Puerto Plata is one of the northern provinces of the Dominican Republic. The area has become an increasingly popular tourist attraction since the late 1990’s mainly due to its fine beaches.
San Felipe de Puerto Plata, often referred to as simply Puerto Plata, is the capital of the Dominican province, Puerto Plata. The city is famous for resorts such as Playa Dorada and Costa Dorada, located east of San Felipe de Puerto Plata. The beaches are considered as one of the main tourist attractions with its golden sands surrounded by the great beauty that of its natural landscapes combining the blue colour of the water, a tone of turquoise with the reflections of the sun in the day, and of the moon at night.
The fortification Fortaleza San Felipe, which was built in the 16th century and served as a prison under Trujillo’s dictatorship, lies close to the port of Puerto Plata. The fort is the main colonial monument of the city of Puerto Plata, since, around it, the city developed most of its history. The purpose was to protect the city against the incursions of bandits, of the French and English pirates that continuously terrified inhabitants of Puerto Plata. Its name is in honour of Felipe II, in whose reign its construction was finished. In 1980 it was declared a National Monument. The amber museum is also a well-known attraction in this city. La Isabela, a settlement built by Christopher Columbus, is located near Puerto Plata.
In April 1563 the Spanish settlement became notorious when the English privateer Sir John Hawkins brought 400 people he had abducted from Sierra Leone and enslaved. Hawkins traded his victims with the Spanish for pearls, hides and sugars, some gold. This was the start of British involvement in the trans-Atlantic Slave Trade, in which 20 million people were forced into slavery.
Around 1555, Puerto Plata‘s importance as a port town was lost and it became one of the places of the Antilles where pirates frequented. Christopher Columbus, in his first trip, called the mountain Monte de Plata, meaning silver mountain, observing that since the top is frequently foggy it had a silver-like appearance.
The city was designed by the brothers Christopher and Bartolomé Columbus, in 1496. In its first phase as a Spanish Colony, the town was considered the main commercial and maritime port of the island. In 1605 it was depopulated and destroyed to hinder the advance of English piracy.
A hundred years later the town was repopulated with farmers originating from the Canaries. From 1822 to 1844 the city was under Haitian control. From 1844 on begins the period of the republic in which the city began to recover its maritime and commercial boom.

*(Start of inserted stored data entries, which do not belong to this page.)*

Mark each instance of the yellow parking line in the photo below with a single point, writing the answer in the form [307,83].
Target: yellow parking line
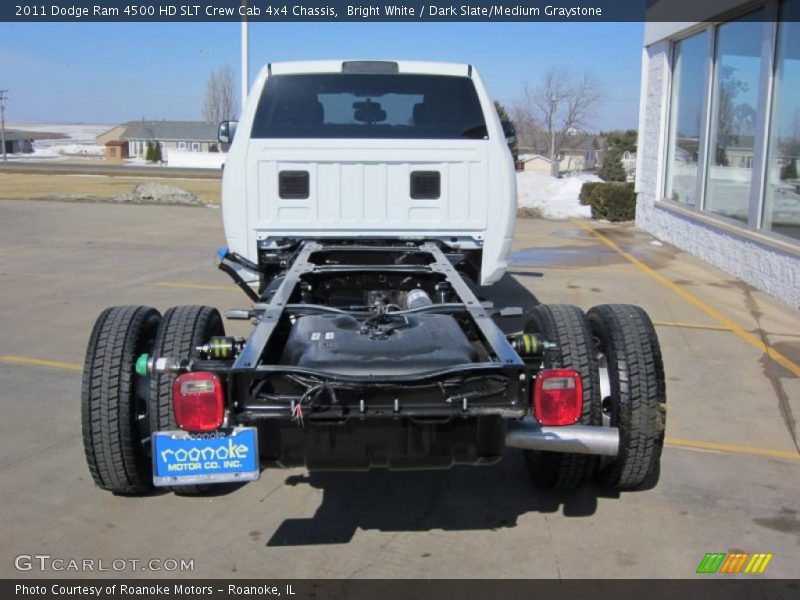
[690,325]
[40,362]
[730,448]
[713,313]
[195,286]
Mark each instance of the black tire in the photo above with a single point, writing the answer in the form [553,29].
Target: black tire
[566,326]
[627,340]
[114,401]
[182,329]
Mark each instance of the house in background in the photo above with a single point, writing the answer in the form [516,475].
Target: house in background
[717,182]
[112,135]
[17,143]
[579,152]
[535,162]
[188,136]
[116,150]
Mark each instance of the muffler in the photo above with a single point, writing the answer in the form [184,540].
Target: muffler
[579,439]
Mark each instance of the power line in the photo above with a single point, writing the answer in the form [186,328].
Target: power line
[3,99]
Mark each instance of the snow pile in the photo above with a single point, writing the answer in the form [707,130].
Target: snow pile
[64,150]
[158,193]
[78,132]
[195,160]
[555,198]
[79,139]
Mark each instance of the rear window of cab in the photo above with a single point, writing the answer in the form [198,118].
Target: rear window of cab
[382,106]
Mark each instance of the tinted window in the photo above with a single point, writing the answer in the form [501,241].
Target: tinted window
[341,105]
[687,109]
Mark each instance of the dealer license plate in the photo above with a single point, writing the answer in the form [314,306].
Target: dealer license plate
[225,455]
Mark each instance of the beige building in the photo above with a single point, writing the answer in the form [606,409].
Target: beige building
[189,136]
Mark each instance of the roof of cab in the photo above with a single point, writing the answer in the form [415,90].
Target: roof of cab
[404,66]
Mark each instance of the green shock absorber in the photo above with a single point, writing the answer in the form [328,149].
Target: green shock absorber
[221,348]
[527,345]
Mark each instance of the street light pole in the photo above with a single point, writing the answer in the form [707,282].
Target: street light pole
[245,57]
[3,98]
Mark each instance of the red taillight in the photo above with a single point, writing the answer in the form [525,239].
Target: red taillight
[198,401]
[558,397]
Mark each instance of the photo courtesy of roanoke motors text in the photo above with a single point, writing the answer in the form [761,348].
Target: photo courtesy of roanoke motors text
[318,299]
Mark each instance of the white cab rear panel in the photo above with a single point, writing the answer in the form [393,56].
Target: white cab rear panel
[361,187]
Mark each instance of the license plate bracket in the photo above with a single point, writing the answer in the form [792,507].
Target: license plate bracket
[226,455]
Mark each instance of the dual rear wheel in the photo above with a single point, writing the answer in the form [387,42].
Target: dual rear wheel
[119,408]
[615,350]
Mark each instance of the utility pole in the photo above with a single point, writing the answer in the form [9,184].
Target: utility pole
[245,57]
[3,98]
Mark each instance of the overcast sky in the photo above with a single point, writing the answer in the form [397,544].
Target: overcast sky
[116,72]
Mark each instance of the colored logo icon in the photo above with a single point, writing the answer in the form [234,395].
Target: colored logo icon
[733,563]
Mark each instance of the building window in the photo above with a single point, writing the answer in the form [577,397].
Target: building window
[735,103]
[782,190]
[688,72]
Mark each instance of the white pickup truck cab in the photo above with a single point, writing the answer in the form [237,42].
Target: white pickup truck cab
[354,149]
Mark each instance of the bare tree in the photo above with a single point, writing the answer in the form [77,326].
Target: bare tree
[221,101]
[561,103]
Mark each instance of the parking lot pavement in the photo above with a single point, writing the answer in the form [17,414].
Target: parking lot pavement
[730,469]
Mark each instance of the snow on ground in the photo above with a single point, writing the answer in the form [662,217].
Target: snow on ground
[79,140]
[555,198]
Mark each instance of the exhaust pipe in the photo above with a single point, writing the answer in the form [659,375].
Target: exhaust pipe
[578,439]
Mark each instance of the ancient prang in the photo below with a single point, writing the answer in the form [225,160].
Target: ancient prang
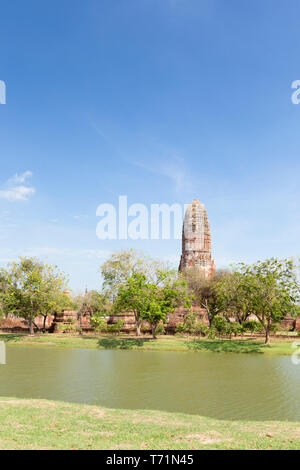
[196,240]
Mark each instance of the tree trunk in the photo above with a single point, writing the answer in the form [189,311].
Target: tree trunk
[153,329]
[44,323]
[31,330]
[267,329]
[138,326]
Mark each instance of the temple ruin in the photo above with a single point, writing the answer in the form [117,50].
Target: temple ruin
[196,240]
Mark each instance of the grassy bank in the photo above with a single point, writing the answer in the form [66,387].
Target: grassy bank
[42,424]
[163,343]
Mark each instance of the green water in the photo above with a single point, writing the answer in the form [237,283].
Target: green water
[228,386]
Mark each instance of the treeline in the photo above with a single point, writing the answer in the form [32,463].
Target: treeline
[132,282]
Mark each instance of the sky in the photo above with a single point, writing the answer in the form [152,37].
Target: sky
[163,101]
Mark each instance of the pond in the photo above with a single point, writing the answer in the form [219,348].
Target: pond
[225,386]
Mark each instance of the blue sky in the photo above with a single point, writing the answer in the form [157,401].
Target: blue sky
[159,100]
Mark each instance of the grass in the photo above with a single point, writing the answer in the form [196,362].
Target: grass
[163,343]
[43,424]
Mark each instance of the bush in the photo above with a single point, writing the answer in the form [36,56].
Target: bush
[98,323]
[212,333]
[66,328]
[234,328]
[220,325]
[160,330]
[115,328]
[180,328]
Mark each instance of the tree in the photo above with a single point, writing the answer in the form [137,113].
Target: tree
[204,290]
[270,289]
[132,296]
[122,265]
[94,304]
[6,299]
[232,296]
[151,301]
[220,325]
[34,289]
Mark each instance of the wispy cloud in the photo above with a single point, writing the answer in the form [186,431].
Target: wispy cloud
[16,179]
[14,189]
[174,169]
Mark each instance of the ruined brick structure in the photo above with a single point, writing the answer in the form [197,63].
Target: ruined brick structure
[196,240]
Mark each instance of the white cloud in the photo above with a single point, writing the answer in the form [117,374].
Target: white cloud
[174,169]
[18,193]
[20,178]
[14,189]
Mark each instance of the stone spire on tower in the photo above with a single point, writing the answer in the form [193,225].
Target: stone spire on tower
[196,240]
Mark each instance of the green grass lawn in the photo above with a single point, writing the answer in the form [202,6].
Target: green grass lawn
[42,424]
[163,343]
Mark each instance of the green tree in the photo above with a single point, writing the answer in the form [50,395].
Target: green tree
[203,290]
[151,301]
[270,289]
[34,289]
[232,296]
[94,304]
[220,324]
[123,264]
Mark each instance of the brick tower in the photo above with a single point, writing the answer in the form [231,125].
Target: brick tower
[196,240]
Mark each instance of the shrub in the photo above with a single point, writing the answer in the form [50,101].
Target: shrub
[180,328]
[160,330]
[98,323]
[220,324]
[115,328]
[66,328]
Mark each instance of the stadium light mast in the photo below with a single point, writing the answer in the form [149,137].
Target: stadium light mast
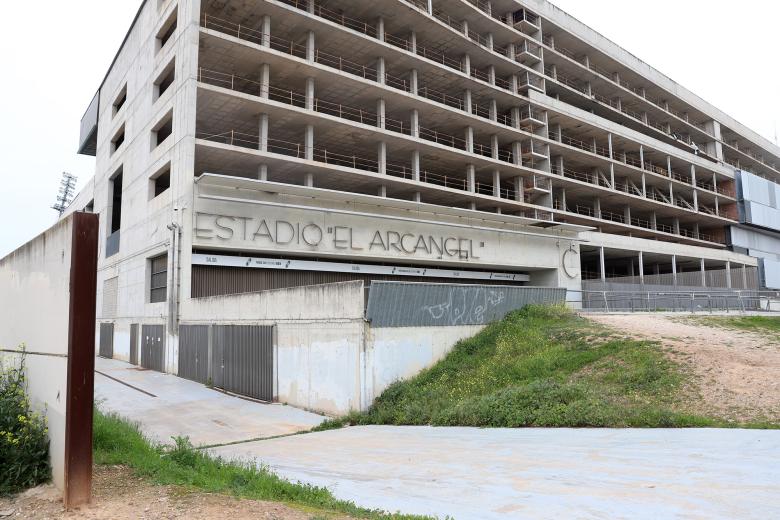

The city grew under the influence of European immigrants, who left a cultural and social footprint that remains unique from other cities on the island. In 1863, during the War of the Restoration, the city was destroyed completely. Beginning in 1865 the current Puerto Plata began to be built, this explains the Victorian style of much of its current architecture. By the end of the 18th century, Puerto Plata had become important for its cultural, social, maritime, and economic development.
Puerto Plata developed a modern architecture, because of the American occupation (1916 and 1924) and continuing under the dictatorship of Trujillo, based on cement block construction. With the current tourist boom, a new environmentally based architecture has developed.
This was my first foreign destinations (1988), spending it with my neighbour Luis and mates in the resort of Puerto Plata. It was a teenager come adult celebration, a week of fun, bit of adventure, first real tasty cigar and a booze feast that leaves me still trying to recover more than a decade later after gulping its one hundred proof rum (not recommended).
Compared to the southern neighbour of Santo Domingo, this is the place to be, far more tranquil and picturesque and more eco-friendly than its southern half of the island. As you will see from the pictures, there were times where we must have lost it, spinning our clothes on the fan, riding a horse for about 6 hours (try walking after that), and trying to stay standing after gulping down a glass of 180 proof rum. Yes, there were embarrassing times, but I must admit it was a good one, for what I remember of it.